The interaction energy between each residue (Trp341 and Val371 monomers or Glu366-Val367, Ala325-Gly326 and Met322-Tyr323 dimers) and each inhibitor fragment was calculated with a modified version [33] of the GAMESS program [42] using the 6-31G(d) [43, 44] basis set. The counterpoise correction was applied to avoid basis set superposition errors [45]. Multipole electrostatic energy terms were calculated using the Cumulative Atomic Multipole Moments (CAMM) approach [46] (implemented in GAMESS) based on the correlated wave function, with the multipole expansion truncated at the \(R^{-4}\) term.

Since the dispersion contribution within the HVPT decomposition scheme is included in the computationally demanding \(E_{\mathrm{CORR}}^{(2)}\) correlation energy term, the recently derived atom-atom potential function, \(E_{\mathrm{Das}}\)[47, 48] was chosen to describe this type of interactions in our approximate nonempirical model for the description of inhibitory activity (\(E_{\mathrm{EL,MTP}}^{(10)}+E_{Das}\)). \(E_{\mathrm{Das}}\) is a far more affordable alternative to the costly computations of \(E_{\mathrm{CORR}}^{(2)}\), as it scales with the square number of atoms \( O(A^{2})\), in contrast to ab initio \(E_{\mathrm{CORR}}^{(2)}\) calculations scaling at least with the fifth power of number of orbitals, \( O(N^{5})\).

2.3 Solvation energy calculation

\(\varDelta G_{\mathrm{solv}}\) was calculated in Gaussian09 with Polarizable Continuum Model (PCM) using the integral equation formalism variant (IEFPCM) [49,50,51]. MP2/6-31G(d) level of theory was applied.

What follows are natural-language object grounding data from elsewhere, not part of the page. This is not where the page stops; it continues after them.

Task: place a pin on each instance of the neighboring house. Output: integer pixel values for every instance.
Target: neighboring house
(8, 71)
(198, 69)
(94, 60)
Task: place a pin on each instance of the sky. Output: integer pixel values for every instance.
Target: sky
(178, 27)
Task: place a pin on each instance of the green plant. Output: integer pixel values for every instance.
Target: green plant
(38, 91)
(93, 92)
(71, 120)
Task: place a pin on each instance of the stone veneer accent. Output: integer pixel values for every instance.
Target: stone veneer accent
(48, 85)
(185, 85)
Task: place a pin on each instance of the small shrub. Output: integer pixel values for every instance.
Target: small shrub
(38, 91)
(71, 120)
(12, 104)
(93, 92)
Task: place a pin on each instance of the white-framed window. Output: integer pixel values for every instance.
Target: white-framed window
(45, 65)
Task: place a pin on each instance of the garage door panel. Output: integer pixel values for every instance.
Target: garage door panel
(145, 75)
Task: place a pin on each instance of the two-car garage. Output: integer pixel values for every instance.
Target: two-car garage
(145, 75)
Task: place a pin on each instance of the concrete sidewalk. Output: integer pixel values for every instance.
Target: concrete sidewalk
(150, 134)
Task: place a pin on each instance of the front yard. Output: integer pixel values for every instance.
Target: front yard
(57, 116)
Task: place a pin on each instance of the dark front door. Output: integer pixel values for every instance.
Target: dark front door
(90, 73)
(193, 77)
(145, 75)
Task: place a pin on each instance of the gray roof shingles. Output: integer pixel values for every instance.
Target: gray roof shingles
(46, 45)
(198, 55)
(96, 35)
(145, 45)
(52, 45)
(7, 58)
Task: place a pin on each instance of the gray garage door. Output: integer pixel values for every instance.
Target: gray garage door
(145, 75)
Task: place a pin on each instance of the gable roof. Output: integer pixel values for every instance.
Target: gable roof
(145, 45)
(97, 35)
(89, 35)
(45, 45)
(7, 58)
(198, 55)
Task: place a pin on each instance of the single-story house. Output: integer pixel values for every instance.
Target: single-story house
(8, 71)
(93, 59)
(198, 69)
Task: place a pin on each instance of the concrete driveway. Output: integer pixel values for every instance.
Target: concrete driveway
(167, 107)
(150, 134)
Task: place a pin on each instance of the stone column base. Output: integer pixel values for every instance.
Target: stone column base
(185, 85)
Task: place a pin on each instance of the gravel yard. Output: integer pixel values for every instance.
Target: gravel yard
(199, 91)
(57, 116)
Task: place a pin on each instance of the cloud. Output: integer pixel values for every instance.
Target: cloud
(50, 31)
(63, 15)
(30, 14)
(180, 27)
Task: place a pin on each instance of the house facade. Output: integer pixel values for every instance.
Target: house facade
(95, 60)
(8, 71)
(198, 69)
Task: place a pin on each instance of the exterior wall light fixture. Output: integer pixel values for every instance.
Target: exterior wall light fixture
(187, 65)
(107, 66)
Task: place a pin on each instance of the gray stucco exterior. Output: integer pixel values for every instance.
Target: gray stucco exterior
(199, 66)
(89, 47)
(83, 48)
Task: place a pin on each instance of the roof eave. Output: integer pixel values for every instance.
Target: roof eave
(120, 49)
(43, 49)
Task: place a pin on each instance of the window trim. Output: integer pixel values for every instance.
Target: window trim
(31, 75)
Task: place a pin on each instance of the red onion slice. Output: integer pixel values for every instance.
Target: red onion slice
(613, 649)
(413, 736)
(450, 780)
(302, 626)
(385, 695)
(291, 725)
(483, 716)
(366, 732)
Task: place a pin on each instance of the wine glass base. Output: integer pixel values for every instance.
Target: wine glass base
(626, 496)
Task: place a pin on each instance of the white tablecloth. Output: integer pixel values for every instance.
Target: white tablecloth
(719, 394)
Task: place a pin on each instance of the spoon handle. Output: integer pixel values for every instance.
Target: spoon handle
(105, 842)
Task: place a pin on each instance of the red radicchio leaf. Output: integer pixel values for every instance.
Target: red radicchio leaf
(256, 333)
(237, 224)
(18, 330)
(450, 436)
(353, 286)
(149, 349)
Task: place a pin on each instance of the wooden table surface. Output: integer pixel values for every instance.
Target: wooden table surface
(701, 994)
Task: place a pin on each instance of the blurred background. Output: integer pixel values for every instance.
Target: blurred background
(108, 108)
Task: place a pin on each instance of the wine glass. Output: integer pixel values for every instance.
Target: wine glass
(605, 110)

ExternalIteration [52, 53], DoVacuum and SMD [54] options were employed in the course of single point calculations performed for geometries obtained at the preparation stage (Sect. 2.1).

2.4 Empirical scoring

To serve as a comparison to the nonempirical approach, empirical scoring was performed with a variety of scoring functions including ChemPLP from PLANTS docking program [55] and LigScore, LS [56], Picewise Linear Potential, PLP [57, 58], Jain [59], Potential of Mean Force, PMF [60, 61] and Ludi [62, 63] implemented in Discovery Studio 2017 [64]. In all these cases, the scoring was performed with a 8 Å radius sphere centered on the ligand. In addition, scoring with AutoDock Vina was performed. It involved PyMOL [65] and PyMOL AutoDock/Vina plugin [66] for preparation of the receptors and inhibitors and was carried out with 10 Å cubic grid centered on the ligand. All these calculations involved only scoring of the compounds’ poses without any re-docking. In contrast to the nonempirical models applied herein, all mentioned docking and scoring programs required the usage of full protein structures.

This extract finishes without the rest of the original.